Lloyds hiked its profit forecasts and showed it was ready to become a major dividend payer on Friday, in a pre-election fillip for George Osborne.
Shares in the bank rose by more than 3pc to above 80p, well above the Treasury’s break-even price, in a boost to the Chancellor’s plan for a multi-billion pound share sale to the public, reports The Telegraph.
On Friday, Lloyds said that profit margins this year would be above previous forecasts, after a substantial decline in funding costs. The bank’s capital ratio – a measure of the buffers it has built up to absorb losses – rose substantially, suggesting the bank will be free to pay a healthy dividend at interim results in July.
Shareholders’ welcoming of the results came despite Lloyds’ profits falling as it booked £660m in costs related to the sale of TSB to Spain’s Banco Sabadell.
TSB was spun out of Lloyds and floated last year, and the bank retained a 50 per cent stake before Sabadell came calling with a £1.7bn offer in March.
The bank currently rents its IT systems from Lloyds but they will transfer to the Spanish lender’s platform when the deal completes, triggering a £450m “dowry” payment from Lloyds agreed when TSB was floated. This payment, along with IT licensing fees the bank will no longer see from TSB, triggered the £660m charge realised in Friday’s results.
This sent first-quarter profits falling by 11pc to £1.2bn, despite a healthy improvement in the bank’s underlying performance.
Operating profits were up 21pc year-on-year to £2.2bn, and the net interest margin – the key profit margin on lending for banks – was up from 2.32 per cent to 2.65 per cent. As a result, Lloyds said net interest margins would be higher than the 2.55 per cent it had originally expected.
The capital ratio, which has been built up in recent years at the expense of dividends, rose to 13.4 per cent, well above management targets, suggesting a significant chunk of future profits can be paid out to shareholders. Lloyds said it expects to pay an interim and full-year dividend.

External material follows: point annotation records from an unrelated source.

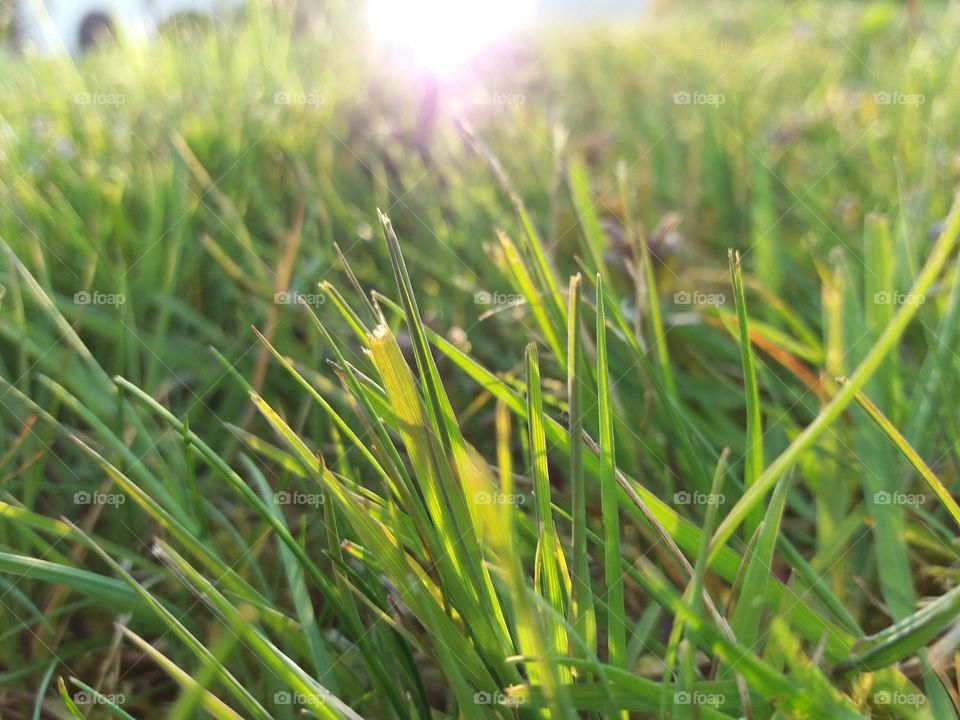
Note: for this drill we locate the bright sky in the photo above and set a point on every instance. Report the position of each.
(442, 35)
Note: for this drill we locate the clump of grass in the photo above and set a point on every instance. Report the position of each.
(384, 502)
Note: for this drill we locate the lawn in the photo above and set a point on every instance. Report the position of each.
(615, 376)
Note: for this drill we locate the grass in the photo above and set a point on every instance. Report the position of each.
(518, 445)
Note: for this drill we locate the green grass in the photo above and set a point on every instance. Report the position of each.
(408, 421)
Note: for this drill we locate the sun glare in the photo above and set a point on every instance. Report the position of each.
(441, 36)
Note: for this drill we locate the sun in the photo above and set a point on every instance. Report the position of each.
(441, 36)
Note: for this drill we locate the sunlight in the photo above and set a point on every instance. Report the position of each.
(441, 36)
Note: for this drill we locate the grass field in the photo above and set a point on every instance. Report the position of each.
(617, 377)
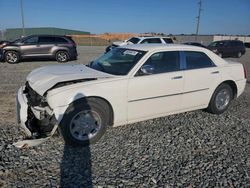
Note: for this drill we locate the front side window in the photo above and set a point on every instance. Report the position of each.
(118, 61)
(197, 60)
(153, 40)
(162, 62)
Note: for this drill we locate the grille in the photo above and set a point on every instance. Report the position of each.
(34, 99)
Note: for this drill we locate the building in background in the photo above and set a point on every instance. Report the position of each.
(14, 33)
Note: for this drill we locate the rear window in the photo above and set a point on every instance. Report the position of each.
(197, 60)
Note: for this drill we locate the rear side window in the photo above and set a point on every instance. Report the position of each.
(163, 62)
(197, 60)
(168, 40)
(46, 39)
(153, 40)
(60, 40)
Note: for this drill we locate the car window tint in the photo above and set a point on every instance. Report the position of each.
(134, 40)
(163, 62)
(60, 40)
(31, 40)
(153, 40)
(168, 40)
(196, 60)
(46, 39)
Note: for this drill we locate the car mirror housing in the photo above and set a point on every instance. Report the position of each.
(147, 69)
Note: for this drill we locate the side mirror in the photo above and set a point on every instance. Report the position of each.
(147, 69)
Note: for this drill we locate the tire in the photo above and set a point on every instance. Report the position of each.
(84, 122)
(62, 56)
(239, 54)
(221, 99)
(12, 57)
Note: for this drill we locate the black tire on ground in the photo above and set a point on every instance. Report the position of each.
(221, 99)
(82, 116)
(62, 56)
(12, 57)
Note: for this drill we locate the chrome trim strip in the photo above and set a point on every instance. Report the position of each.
(168, 95)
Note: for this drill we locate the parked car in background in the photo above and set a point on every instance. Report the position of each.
(126, 85)
(141, 40)
(228, 48)
(195, 44)
(61, 48)
(3, 43)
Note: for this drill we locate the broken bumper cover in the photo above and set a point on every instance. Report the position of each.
(22, 110)
(22, 118)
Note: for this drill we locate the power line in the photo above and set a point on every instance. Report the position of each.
(21, 7)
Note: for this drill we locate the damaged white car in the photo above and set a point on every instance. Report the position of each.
(126, 85)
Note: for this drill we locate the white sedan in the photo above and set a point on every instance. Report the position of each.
(126, 85)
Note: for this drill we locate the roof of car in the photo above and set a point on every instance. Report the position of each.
(145, 37)
(151, 47)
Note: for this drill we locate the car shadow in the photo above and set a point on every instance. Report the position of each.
(75, 167)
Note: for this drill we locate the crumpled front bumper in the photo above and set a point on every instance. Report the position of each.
(22, 110)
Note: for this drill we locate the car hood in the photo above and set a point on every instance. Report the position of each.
(44, 78)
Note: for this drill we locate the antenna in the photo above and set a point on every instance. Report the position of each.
(198, 19)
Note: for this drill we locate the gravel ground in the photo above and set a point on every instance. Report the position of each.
(193, 149)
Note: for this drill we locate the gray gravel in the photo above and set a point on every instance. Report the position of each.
(194, 149)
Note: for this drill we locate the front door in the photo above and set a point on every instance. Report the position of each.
(201, 77)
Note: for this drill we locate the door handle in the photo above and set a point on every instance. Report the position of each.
(215, 72)
(176, 77)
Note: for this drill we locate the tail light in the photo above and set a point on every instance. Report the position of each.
(245, 71)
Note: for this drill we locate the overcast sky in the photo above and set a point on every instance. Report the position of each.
(136, 16)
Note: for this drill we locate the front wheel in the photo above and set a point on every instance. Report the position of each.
(62, 56)
(12, 57)
(221, 99)
(84, 122)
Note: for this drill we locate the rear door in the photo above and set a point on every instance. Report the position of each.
(201, 77)
(45, 44)
(29, 46)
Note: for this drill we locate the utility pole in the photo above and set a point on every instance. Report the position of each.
(21, 6)
(198, 19)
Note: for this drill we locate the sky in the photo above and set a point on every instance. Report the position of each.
(130, 16)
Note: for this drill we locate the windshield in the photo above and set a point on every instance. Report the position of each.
(118, 61)
(134, 40)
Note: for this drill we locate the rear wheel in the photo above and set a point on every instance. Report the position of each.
(62, 56)
(12, 57)
(85, 122)
(221, 99)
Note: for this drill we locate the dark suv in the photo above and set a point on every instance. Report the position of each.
(228, 48)
(61, 48)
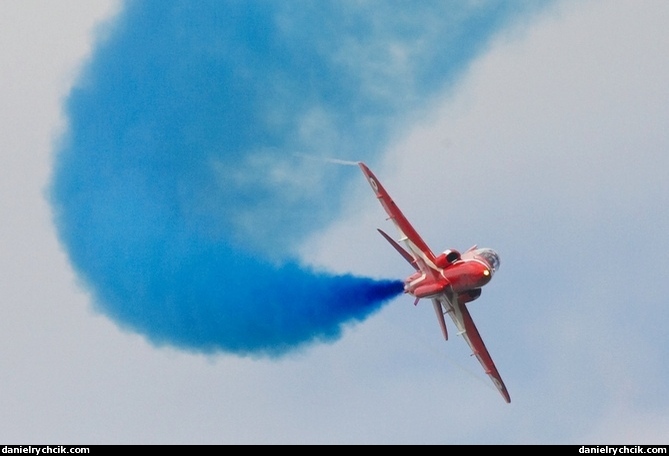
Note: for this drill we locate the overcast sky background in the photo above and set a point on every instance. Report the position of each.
(551, 149)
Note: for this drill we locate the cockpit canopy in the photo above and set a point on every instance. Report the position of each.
(490, 257)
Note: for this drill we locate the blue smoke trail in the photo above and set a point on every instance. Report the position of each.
(176, 190)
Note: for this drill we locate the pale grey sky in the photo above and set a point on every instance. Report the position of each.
(551, 149)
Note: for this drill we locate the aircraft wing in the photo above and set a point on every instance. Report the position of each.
(424, 258)
(467, 329)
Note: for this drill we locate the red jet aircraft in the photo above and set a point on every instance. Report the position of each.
(449, 279)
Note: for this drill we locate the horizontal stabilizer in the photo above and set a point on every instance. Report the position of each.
(406, 255)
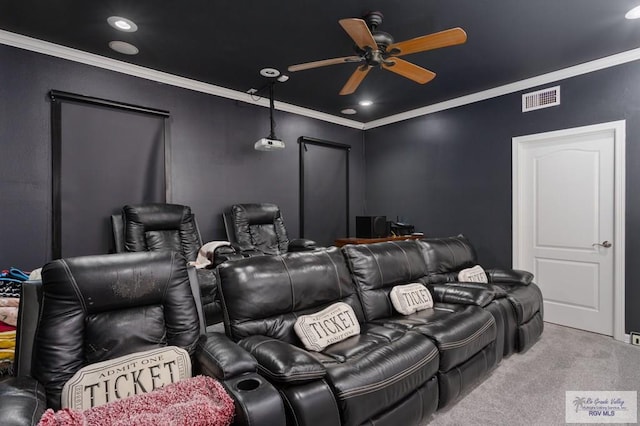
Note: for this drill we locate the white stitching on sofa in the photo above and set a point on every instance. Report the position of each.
(293, 293)
(362, 390)
(462, 342)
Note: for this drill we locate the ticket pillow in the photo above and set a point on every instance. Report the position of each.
(129, 375)
(200, 400)
(410, 298)
(331, 325)
(473, 275)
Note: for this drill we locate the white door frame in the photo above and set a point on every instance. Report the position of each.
(618, 128)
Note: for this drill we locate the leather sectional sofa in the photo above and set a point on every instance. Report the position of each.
(399, 368)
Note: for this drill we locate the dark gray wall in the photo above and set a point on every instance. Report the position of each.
(450, 172)
(213, 161)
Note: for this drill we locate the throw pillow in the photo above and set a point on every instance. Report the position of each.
(410, 298)
(473, 275)
(331, 325)
(118, 378)
(198, 401)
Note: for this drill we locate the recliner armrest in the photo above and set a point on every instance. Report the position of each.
(302, 244)
(219, 357)
(282, 362)
(249, 252)
(509, 276)
(22, 401)
(462, 293)
(223, 254)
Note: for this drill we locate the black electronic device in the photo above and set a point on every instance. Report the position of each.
(399, 228)
(371, 226)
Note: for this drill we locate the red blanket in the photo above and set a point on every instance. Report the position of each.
(200, 400)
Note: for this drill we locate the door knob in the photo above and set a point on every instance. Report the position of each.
(605, 244)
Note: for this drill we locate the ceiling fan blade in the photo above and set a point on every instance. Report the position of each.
(324, 63)
(445, 38)
(359, 32)
(409, 70)
(355, 80)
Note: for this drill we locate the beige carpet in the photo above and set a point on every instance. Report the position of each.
(529, 388)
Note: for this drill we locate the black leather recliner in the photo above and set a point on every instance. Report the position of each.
(381, 376)
(173, 227)
(468, 336)
(257, 229)
(517, 296)
(94, 308)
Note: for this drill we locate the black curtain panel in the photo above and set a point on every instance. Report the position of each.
(324, 190)
(105, 155)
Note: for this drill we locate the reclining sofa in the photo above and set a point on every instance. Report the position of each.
(398, 369)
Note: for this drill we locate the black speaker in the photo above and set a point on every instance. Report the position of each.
(371, 226)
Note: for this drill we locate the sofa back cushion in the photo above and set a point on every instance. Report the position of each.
(165, 227)
(96, 308)
(377, 268)
(264, 295)
(448, 255)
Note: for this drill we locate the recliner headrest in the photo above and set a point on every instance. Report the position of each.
(256, 214)
(450, 254)
(156, 217)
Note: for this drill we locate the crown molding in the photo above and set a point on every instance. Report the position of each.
(58, 51)
(573, 71)
(51, 49)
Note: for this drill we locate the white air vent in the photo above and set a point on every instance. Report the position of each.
(541, 99)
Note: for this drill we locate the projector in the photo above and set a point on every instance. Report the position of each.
(266, 144)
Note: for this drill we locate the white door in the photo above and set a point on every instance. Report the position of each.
(564, 211)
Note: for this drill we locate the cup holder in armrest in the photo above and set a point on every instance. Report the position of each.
(257, 401)
(248, 384)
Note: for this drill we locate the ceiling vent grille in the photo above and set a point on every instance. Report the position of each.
(544, 98)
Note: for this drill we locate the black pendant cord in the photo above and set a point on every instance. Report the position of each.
(272, 135)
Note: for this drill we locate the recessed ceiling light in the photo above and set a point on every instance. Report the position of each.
(123, 47)
(269, 72)
(633, 13)
(122, 24)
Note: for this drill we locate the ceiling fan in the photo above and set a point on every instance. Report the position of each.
(378, 49)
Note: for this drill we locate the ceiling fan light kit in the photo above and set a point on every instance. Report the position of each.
(377, 49)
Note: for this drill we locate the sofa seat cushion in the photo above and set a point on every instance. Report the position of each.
(459, 331)
(373, 371)
(526, 300)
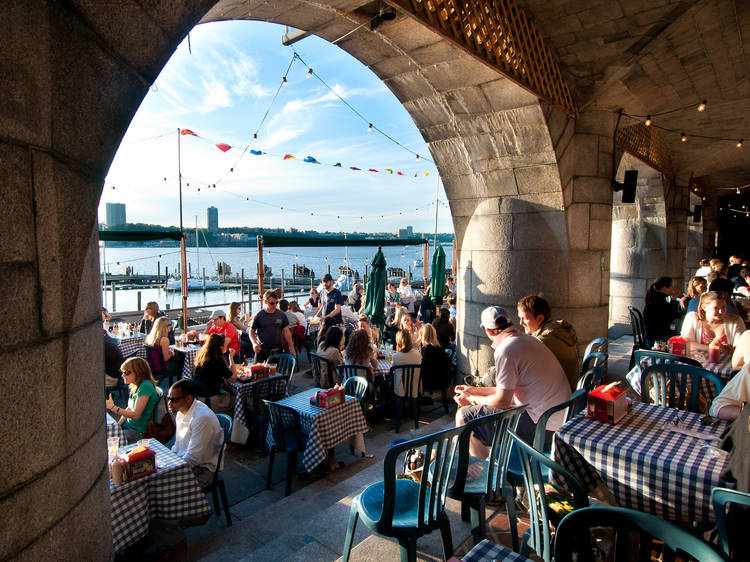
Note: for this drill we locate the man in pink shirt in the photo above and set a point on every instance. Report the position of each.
(218, 324)
(526, 372)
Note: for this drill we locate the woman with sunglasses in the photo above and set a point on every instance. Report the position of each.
(211, 371)
(143, 399)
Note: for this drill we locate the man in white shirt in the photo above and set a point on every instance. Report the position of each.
(199, 436)
(526, 372)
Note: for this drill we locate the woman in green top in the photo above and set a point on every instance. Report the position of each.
(143, 399)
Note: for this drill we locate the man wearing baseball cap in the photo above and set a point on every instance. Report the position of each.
(331, 301)
(526, 372)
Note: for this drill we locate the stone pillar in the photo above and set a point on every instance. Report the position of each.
(73, 76)
(639, 241)
(584, 155)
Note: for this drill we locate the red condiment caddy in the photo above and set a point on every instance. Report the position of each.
(607, 403)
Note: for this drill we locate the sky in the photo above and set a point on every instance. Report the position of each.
(224, 92)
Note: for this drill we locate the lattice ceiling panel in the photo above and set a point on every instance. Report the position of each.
(499, 33)
(646, 144)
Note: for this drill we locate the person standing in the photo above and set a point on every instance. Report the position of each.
(269, 328)
(331, 301)
(526, 372)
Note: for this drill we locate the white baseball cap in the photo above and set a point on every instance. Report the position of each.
(495, 318)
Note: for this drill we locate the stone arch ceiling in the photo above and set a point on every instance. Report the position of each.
(647, 56)
(644, 56)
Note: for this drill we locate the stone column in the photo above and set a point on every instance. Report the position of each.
(639, 241)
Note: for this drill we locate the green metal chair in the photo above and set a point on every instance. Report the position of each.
(573, 539)
(670, 384)
(491, 482)
(405, 509)
(217, 484)
(597, 344)
(720, 497)
(547, 503)
(287, 437)
(590, 379)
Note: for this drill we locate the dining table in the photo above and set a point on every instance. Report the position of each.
(114, 429)
(132, 344)
(325, 428)
(657, 460)
(723, 369)
(171, 493)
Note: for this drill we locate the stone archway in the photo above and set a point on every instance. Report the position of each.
(528, 189)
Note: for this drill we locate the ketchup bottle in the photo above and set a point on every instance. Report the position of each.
(714, 352)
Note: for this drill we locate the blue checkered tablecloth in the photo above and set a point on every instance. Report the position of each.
(170, 493)
(132, 344)
(723, 369)
(324, 428)
(244, 394)
(644, 465)
(114, 430)
(189, 351)
(488, 550)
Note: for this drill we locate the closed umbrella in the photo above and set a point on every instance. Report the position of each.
(375, 299)
(437, 281)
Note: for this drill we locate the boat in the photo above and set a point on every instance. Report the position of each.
(193, 284)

“Today’s results clearly show that management is delivering and we think investors will welcome a very clean set of numbers, given the rest of UK banks sector is still producing very messy results,” said Joseph Dickerson, a banking analyst at Jefferies.
The Treasury is slowly selling down its stake in Lloyds in a “drip-feed” process co-ordinated by Morgan Stanley, which has seen its stake in the bank fall to under 21 per cent in recent months.
Mr Osborne has pledged that a Conservative government would sell £4bn of shares to the public in the first year of a new parliament at a 5 per cent discount, although it will not do so below the Treasury’s 73.6p break-even price, which represents the £20.5bn cost of bailing out Lloyds in 2008.
On Friday, Lloyds shares jumped as much as 3.5 per cent to 80.1p, boosting Mr Osborne’s hope of a successful sale. Analysts see a Labour-led government as a significant risk to Lloyds, with Ed Miliband planning to break up the biggest banks and potentially drive down house prices.